1. Introduction
The rapid development of big data analysis technology makes people urgently require to mine more valuable information from big data, and the first step of mining is to have enough public data. However, at present, large data owners such as hospitals, governments, and big data companies that have a large amount of data will inevitably involve citizens' privacy issues when disclosing relevant data.
A traditional paradigm for (combinatorial) data privacy entails making a matrix k-anonymous, meaning that each row must appear at least k times [1][2]. The equally extremely popular "differential privacy" model, which has a statistical rather than combinatorial flavor, is not discussed in this study[3]. It is commonly recognized that the k-anonymity notion has some flaws, such as when the anonymized data is used repeatedly [1]. Due to its simplicity and good interpretability, this paper will focus on k-anonymity. The notion behind k-anonymity is that each row of the matrix symbolizes a different person, and the associated row's k-fold appearance prevents situations where the person or thing behind can be recognized. It is obvious that some information loss, or the suppression of some matrix entries, must be accepted in order to achieve this goal (blanked out). In this method, details about specific traits (represented by the matrix's columns) are lost. Thus, when converting an arbitrary data matrix into a k-anonymous one, it makes sense to try to limit this information loss. Even in special circumstances, the associated optimization problem, k-ANONYMITY, is difficult to approximate and NP-hard [4–8]. To make a matrix k-anonymous, it largely relied on heuristic methods; yet, it played a vital part in many applications [2][9][10]. The "usefulness" (also in terms of expressiveness) of the anonymized data was discovered to require caution [11][12].
In this paper, the whole dataset is divided into some large clusters by clustering algorithm, and then the greedy algorithm is applied to these divided clusters to K-anonymize them.
In the future, such as medical systems, transportation hub, shopping website traffic platform informatization construction and its application in business surveys and the need of scientific research, a large number of user data collection or real-time grabbing and surveyed sharing released within a certain range, although the data included in the user to interact with platform of legal information necessary, but it also contains many personal privacy information, Information sharing is inevitable.

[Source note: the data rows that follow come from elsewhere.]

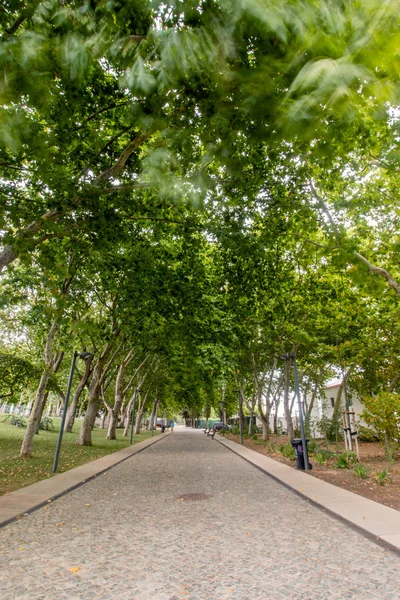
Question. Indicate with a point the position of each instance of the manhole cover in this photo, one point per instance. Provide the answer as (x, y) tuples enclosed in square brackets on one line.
[(194, 497)]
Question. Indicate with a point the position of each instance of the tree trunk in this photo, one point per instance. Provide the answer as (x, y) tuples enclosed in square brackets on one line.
[(286, 401), (139, 413), (41, 411), (113, 419), (119, 398), (128, 416), (85, 434), (27, 443), (52, 363), (153, 414), (70, 420), (99, 373)]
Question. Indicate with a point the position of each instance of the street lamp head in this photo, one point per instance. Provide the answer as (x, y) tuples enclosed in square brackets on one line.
[(287, 356), (86, 355)]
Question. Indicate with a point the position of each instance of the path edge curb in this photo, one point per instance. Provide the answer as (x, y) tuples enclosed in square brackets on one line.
[(135, 450), (372, 537)]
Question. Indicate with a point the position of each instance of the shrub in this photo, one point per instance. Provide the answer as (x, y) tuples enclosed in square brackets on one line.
[(360, 471), (381, 477), (366, 434), (382, 413), (287, 450), (345, 459), (46, 424), (320, 458), (17, 421), (312, 446)]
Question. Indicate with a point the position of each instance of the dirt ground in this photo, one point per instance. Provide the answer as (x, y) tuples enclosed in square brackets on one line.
[(371, 456)]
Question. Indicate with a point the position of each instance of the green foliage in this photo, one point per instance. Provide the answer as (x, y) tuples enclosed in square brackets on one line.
[(381, 477), (360, 471), (17, 421), (345, 460), (46, 424), (382, 413), (320, 458), (366, 434)]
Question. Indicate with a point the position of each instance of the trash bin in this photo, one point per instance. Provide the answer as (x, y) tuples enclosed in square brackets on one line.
[(297, 444)]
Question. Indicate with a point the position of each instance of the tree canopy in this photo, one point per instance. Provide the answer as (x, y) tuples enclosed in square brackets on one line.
[(189, 190)]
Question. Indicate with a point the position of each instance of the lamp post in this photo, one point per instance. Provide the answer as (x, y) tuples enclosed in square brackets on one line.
[(133, 411), (240, 416), (83, 356), (301, 413)]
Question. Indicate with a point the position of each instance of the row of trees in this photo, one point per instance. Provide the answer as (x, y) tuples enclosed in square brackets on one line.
[(190, 190)]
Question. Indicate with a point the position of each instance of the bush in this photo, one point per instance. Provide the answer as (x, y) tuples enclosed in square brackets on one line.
[(366, 434), (46, 424), (287, 451), (360, 471), (381, 477), (312, 446), (320, 458), (382, 413), (345, 459), (17, 421)]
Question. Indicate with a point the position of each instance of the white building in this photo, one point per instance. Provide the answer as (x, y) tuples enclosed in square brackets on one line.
[(326, 405)]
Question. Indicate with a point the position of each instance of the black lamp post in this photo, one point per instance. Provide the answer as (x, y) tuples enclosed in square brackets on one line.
[(240, 416), (83, 356), (301, 412)]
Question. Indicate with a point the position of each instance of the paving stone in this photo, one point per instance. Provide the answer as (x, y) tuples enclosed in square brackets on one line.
[(187, 519)]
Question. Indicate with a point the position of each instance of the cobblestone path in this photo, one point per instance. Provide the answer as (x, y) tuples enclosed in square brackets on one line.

In order to ensure the effectiveness of information and avoid the disclosure of personal privacy, it is necessary to obfuscate the information in advance and hide some unnecessary information through the methods described in this article.
2. Materials and methods
2.1. Modeling ideas and formulas
The global optimum is approximated by finding the local optimum. Each time, the smallest hiding distance is selected, and its data is merged into a new data ○1, and then the hiding distance between data ○1 and other data is calculated. This process is repeated, and finally every data exists in the data group, that is, there is no independent data.
• there is no hiding spot data tuple calculation formula of the hidden distance between:
\( distance({t_{i}},{t_{j}})=\sum _{{k_{i}}{∈t_{i}},{k_{j}}ϵ{t_{j}}}2×δ({k_{i}},{k_{j}}) \) (1)
If different, output 1, otherwise output 0, and the distance is the total number of times two data tuples need to change into the same form.
\( δ({k_{i}},{k_{j}})=\begin{cases} \begin{array}{c} 0,{k_{i}}={k_{j}} \\ 1,{k_{i}}≠{k_{j}} \end{array} \end{cases} \) (2)
• Calculation formula of hidden distance between data tuples and equivalent data groups
\( distance({t_{i}},{ec_{j}})=distance({t_{i}},{t^{*}})+{w_{j}}×distance({ec_{j}},{t^{*}}) \) (3)
The 𝑡𝑖 for the data tuple, 𝑒𝑐𝑗 for the equivalent data set, 𝑤𝑗 as the hidden distance weighting, 𝑡∗ for 𝑡𝑖 with 𝑒𝑐𝑗 after optimizing the equivalent data set.
\( {w_{j}}=|{ec_{j}}|×α \) (4)
The \( |{ec_{j}}| \) for the equivalent data in data set the number of tuples, 𝛼 for setting adjustment coefficient, 𝛼 selection will affect the calculate method of constructing the number of tuples in the equivalent data set.
• the hidden distance formula between the equivalent data set
\( distance({ec_{i}},{ec_{j}})=distance({ec_{i}},{t^{*}})+{w_{j}}×distance({ec_{j}},{t^{*}}) \) (5)
The \( { ec_{i}} \) with \( {ec_{j}} \) for the two equivalent data set.
2.2. Symbol description
Table 1. Symbol description. | |
Symbol | Meaning |
\( {t_{i}} \) | Data tuple i |
\( {k_{i,j}} \) | The jth data in the ith row |
\( e{c_{j}} \) | Equivalent data group |
\( α \) | Adjustment factor, that is, the tuple into the equivalent data group difficulty |
\( p \) | P heavy anonymous |
\( {w_{j}} \) | Weight of stealth distance |
\( {C_{k1}} \) | Results of hybrid clustering algorithm |
2.3. Process
Data input: contain 𝑛 record table data, parameter p values
Output: k after the anonymous form
Step 1: Calculate the distances between data tuples or equivalent data groups in the data table to obtain the lower triangular moment matrix for storing the distances.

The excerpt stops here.